Apéro du samedi matin dans un restaurant du centre de Fribourg. Autour d’une bière, quatre sexagénaires discutent de tout et de rien, d’opéra, des dernières médailles suisses à Vancouver... Mais, soudain, leur bonne humeur se transforme en violente colère. «Cette équipe de guignols du Conseil fédéral est prête à sauver les escrocs de l’UBS, mais veut sabrer dans nos rentes, alors qu’ils font 3 milliards de bénéfice dans leurs comptes. C’est écœurant.»
La révolte gronde au sein de la population. Dix jours avant la votation du 7 mars sur la baisse du taux de conversion du 2e pilier de 6,8 à 6,4% d’ici à 2016, plus personne ne parie sur une victoire du «oui». Y compris chez ses plus fervents partisans: les partis bourgeois, les milieux économiques et les institutions de prévoyance.
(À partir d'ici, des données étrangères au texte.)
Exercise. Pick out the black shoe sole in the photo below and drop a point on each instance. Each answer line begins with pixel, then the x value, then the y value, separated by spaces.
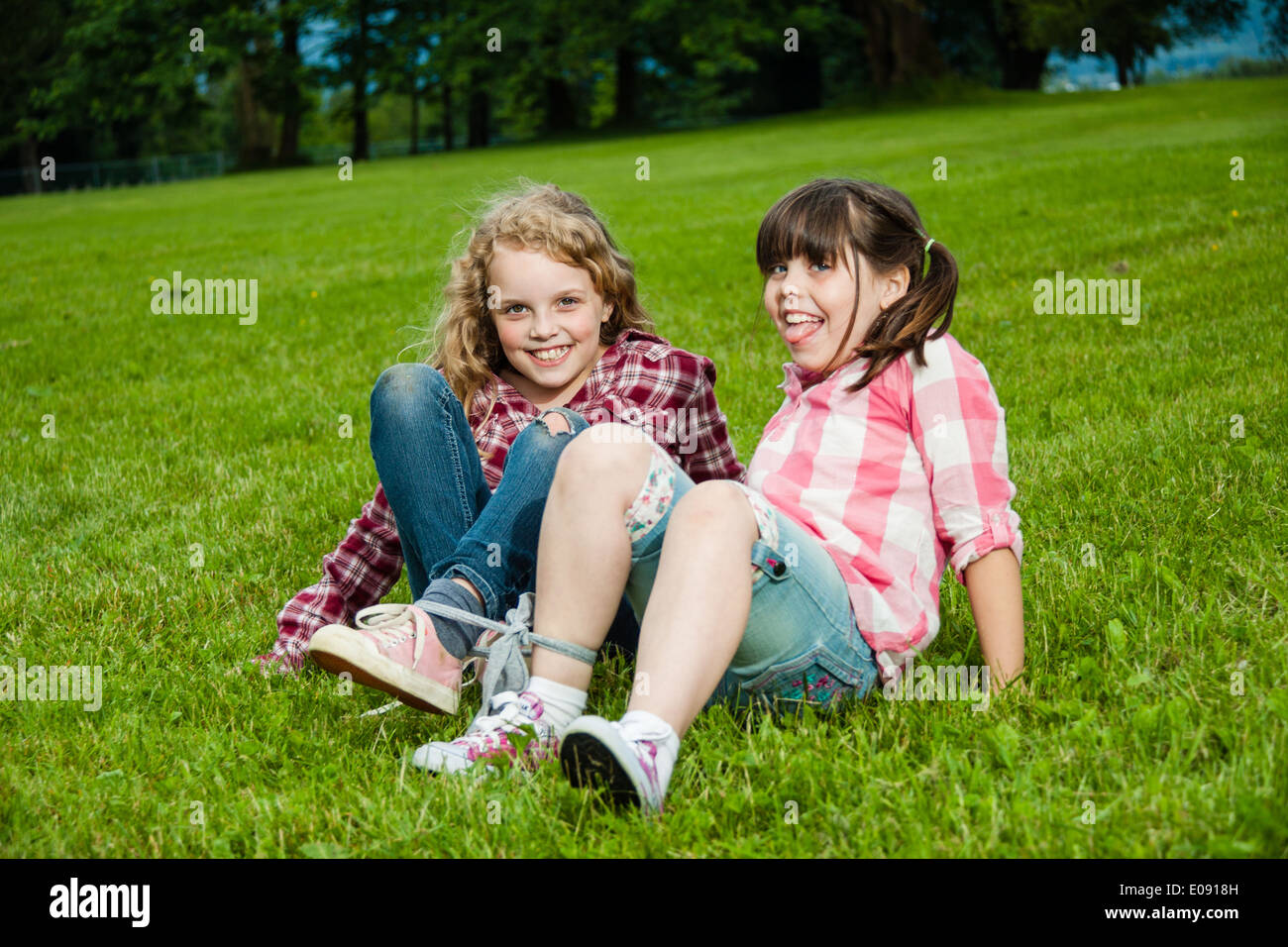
pixel 590 764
Bien que fustigeant la «malhonnêteté intellectuelle» de la gauche, le député libéral-radical au Parlement jurassien, Serge Vifian le concède: «Cette baisse du taux de conversion est justifiée, mais elle sera balayée, car les gens en ont rasle-bol d’une série d’affaires qui ont porté atteinte à la crédibilité du Conseil fédéral.»
Presque toutes les personnes interrogées par L’Hebdo, à gauche comme à droite, s’attendent à une majorité de «non» d’environ deux tiers le 7 mars. Un résultat incroyable si l’on songe que seuls la gauche et les syndicats s’opposent à la baisse des rentes dans un pays solidement ancré à droite.
Vote sanction. En fait, cette votation marque l’apparition d’un phénomène nouveau en Suisse. Le peuple s’apprête à sanctionner son gouvernement pour sa gestion calamiteuse de plusieurs dossiers: la mort programmée du secret bancaire, une banque UBS sauvée par l’Etat qui continue à distribuer des bonus, l’affaire libyenne... «Le peuple ne fait absolument plus confiance au Conseil fédéral», regrette le conseiller national PDC vaudois Jacques Neirynck, qui dresse le constat suivant: «Nous ne vivons plus en démocratie, mais en «a-cratie»: dans un pays sans pouvoir, sans majorité, sans programme.»
Classe moyenne déstabilisée. Autre phénomène qu’on perçoit dans les discussions de bistrot, mais qui devra encore être confirmé par des enquêtes scientifiques: la classe moyenne supérieure, celle qui approuvait la politique du Conseil fédéral sans céder aux sirènes du populisme, est en train de le lâcher. Vice-président de l’UDC suisse, le Neuchâtelois Yvan Perrin témoigne. «A la police, je connais des cadres qui gagnent entre 8000 et 10 000 francs par mois et qui, malgré la situation relativement confortable qu’ils ont acquise, craignent le lendemain. Ils partiront bientôt à la retraite, mais ne savent toujours pas combien ils toucheront comme rente du 2e pilier.»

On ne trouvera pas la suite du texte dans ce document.